Best Practices for Legal Education

The January 2008 United Kingdom Conference on Legal Education

Here are a few observations after participating in the second annual UK Conference on Legal Education on January 3rd and 4th of 2008:

1.  In Sync….  The legal education instructors in the UK share our issues and concerns regarding the future of legal education. In a plenary presentation by a well-known Australian professor, the Best Practices and Carnegie Foundation reports were mentioned as part of world-wide efforts to “modernize” legal education. 

2.  Feedback and Delivery.  The British schools use a large number of tutorials to deliver education to their students, including those placed on video as i-tutorials.  One looming issue was how to provide individualized feedback, particularly in pass/fail environments.  This was similar to assessment issues in the United States — we often look at assessment as comprising a single summative final exam, without effective formative feedback.

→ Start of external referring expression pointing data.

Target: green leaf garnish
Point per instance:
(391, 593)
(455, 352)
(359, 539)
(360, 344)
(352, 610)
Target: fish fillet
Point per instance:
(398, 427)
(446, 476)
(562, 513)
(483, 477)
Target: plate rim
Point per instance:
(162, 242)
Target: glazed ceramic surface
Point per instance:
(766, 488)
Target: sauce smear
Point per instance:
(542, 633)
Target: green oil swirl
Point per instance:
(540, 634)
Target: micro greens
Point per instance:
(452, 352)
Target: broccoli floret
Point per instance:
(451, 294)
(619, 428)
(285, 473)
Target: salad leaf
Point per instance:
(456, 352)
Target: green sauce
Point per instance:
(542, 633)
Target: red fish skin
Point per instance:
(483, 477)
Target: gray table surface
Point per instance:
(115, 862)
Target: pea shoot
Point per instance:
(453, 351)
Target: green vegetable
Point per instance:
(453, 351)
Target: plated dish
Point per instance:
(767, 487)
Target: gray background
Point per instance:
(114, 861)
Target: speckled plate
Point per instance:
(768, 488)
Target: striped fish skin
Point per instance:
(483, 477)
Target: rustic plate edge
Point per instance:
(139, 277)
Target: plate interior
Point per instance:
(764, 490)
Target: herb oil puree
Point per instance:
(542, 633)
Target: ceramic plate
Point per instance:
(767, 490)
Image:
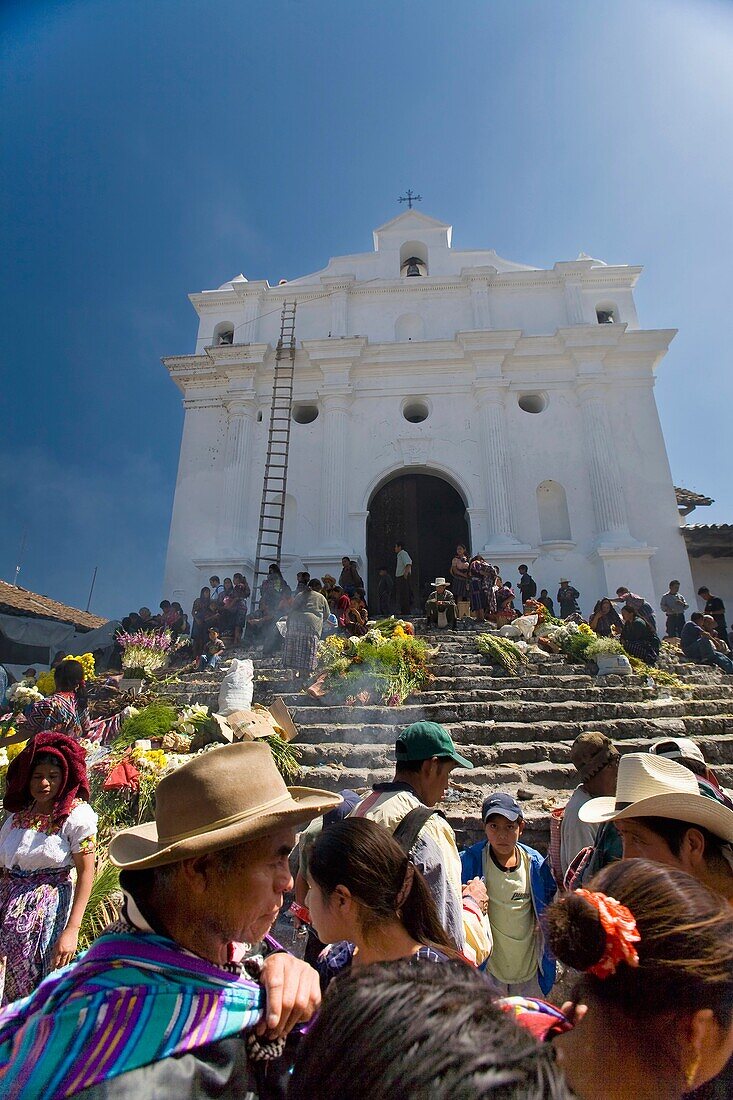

3.  Learning Environments.  A related issue involved learning environments for the 21st Century law student.  In Britain,  the use of tutorials has “decentralized” the learning environment.  From lap-tops in the classrooms to the use of technology advances, the United States is struggling with similar pressures to adapt the delivery of legal education.  My colleague, Catherine Dunham, co-presented on the use of different learning environments for the 21st Century law student and reflected similar concerns raised by British instructors.  (One presentation by a British instructor involved a critique of an elaborate i-tutorial program.) Given studies and plentiful anecdotal evidence showing that our current law students learn from a variety of multi-media sources, we should meet the students at those sources through pod casts and other such environments, rather than stick to a 20th Century notion of classroom space as the sole learning environment (excepting clinical course offerings).